Acupuncture works for many pain conditions; this is a fact, not opinion.1
There a significant amount of research evidence to support a neurobiological basis for acupuncture.2
These neurobiological effects are specifically related to the insertion of acupuncture needles. However, where the needles are inserted may be less important for certain patients and conditions. For example, a sensitive patient with a condition such as migraine, a disorder of the central nervous system, may respond as well to needles inserted away from the site of pain and while avoiding any ‘acupuncture points'.3
Science has shown there is no such thing as an ‘acupuncture point’. So if and acupuncture point does not exist, an acupuncture point cannot be ‘missed’ to perform a ‘dummy’ or placebo treatment. So how does one test for efficacy using the standard randomised controlled trial? How do you create a credible placebo treatment? The fact is that you cannot, even when using non penetrating needles.4 There will always be specific physiological effects in addition to the placebo effects, regardless of where the needle is inserted, even with little stimulation.
As regulated healthcare professionals, we function within the paradigm of evidence-based medicine. The randomised controlled trial was designed to test drugs, not physical therapies, including acupuncture. Yet far too much emphasis is placed on flawed research methodology, devised by those who have little understanding of acupuncture mechanisms, to determine if acupuncture is worth using in clinical practice.

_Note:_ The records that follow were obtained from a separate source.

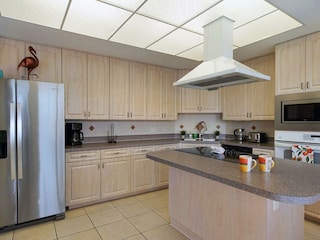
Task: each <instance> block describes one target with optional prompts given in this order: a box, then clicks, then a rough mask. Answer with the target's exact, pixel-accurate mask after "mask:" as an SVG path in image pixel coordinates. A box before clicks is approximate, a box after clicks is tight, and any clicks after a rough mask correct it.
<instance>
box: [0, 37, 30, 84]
mask: <svg viewBox="0 0 320 240" xmlns="http://www.w3.org/2000/svg"><path fill="white" fill-rule="evenodd" d="M0 53H1V54H0V69H1V70H2V71H3V77H4V78H16V79H26V78H27V77H26V73H27V71H26V68H24V67H20V68H19V70H17V68H18V65H19V63H20V62H21V60H22V59H23V58H24V57H25V56H26V55H25V43H24V42H20V41H15V40H11V39H6V38H0Z"/></svg>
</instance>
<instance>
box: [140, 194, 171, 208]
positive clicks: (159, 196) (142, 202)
mask: <svg viewBox="0 0 320 240" xmlns="http://www.w3.org/2000/svg"><path fill="white" fill-rule="evenodd" d="M142 203H143V204H145V205H147V207H149V208H151V209H152V210H155V209H159V208H163V207H167V206H168V199H166V198H164V197H161V196H158V197H154V198H148V199H145V200H143V201H142Z"/></svg>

These days, I tend to ignore sham-controlled acupuncture RCT’s in favour of more pragmatic studies of clinical effectiveness, i.e. does acupuncture work better than no treatment or other forms of treatment? Studies of clinical effectiveness usually always favour the group that received acupuncture.

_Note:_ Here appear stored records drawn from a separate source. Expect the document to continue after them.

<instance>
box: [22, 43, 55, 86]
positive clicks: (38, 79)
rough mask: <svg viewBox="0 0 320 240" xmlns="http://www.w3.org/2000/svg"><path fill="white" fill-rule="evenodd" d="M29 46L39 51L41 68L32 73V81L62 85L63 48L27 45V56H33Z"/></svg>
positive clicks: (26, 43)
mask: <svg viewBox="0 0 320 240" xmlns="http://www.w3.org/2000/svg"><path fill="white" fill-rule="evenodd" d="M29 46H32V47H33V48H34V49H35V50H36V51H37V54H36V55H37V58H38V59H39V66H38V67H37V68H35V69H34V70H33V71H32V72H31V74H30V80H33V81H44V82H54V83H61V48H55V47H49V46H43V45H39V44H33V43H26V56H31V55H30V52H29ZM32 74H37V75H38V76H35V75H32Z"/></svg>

What concerns and saddens me is how many suitable patients are denied acupuncture as a potentially highly effective treatment for pain management, by their GP’s and consultants. This occurs mainly due to ignorance, politics, cultural bias and perhaps financial incentive. It is also much easier to dismiss something you don’t understand as ‘hocus pocus’.
Nonetheless, I feel very fortunate, as a regulated chartered physiotherapist, to have the knowledge and skills to help those suffering from pain conditions for which medical acupuncture is effective. I use medical acupuncture, including dry needling, as part of a combined physiotherapy approach which also includes manual therapy and therapeutic exercise. A clinical audit would suggest this approach is highly effective and I have been able to help hundreds of clients every year with acupuncture.
In good health,
1. Vickers AJ, Cronin AM, Maschino AC, Lewith G, MacPherson H, Foster NE, Sherman KJ, Witt CM, Linde K, Acupuncture Trialists' Collaboration FT. Acupuncture for chronic pain: individual patient data meta-analysis. Archives of internal medicine. 2012 Oct 22;172(19):1444-53.
2. Zhao ZQ. Neural mechanism underlying acupuncture analgesia. Progress in neurobiology. 2008 Aug 1;85(4):355-75.
Linde K, Allais G, Brinkhaus B, Fei Y, Mehring M, Vertosick EA, Vickers A, White AR. Acupuncture for the prevention of episodic migraine. Cochrane Database of Systematic Reviews. 2016(6).
3. Linde K, Allais G, Brinkhaus B, Fei Y, Mehring M, Vertosick EA, Vickers A, White AR. Acupuncture for the prevention of episodic migraine. Cochrane Database of Systematic Reviews. 2016(6).
4. Lund I, Lundeberg T. Are minimal, superficial or sham acupuncture procedures acceptable as inert placebo controls?. Acupuncture in Medicine. 2006 Mar;24(1):13-5.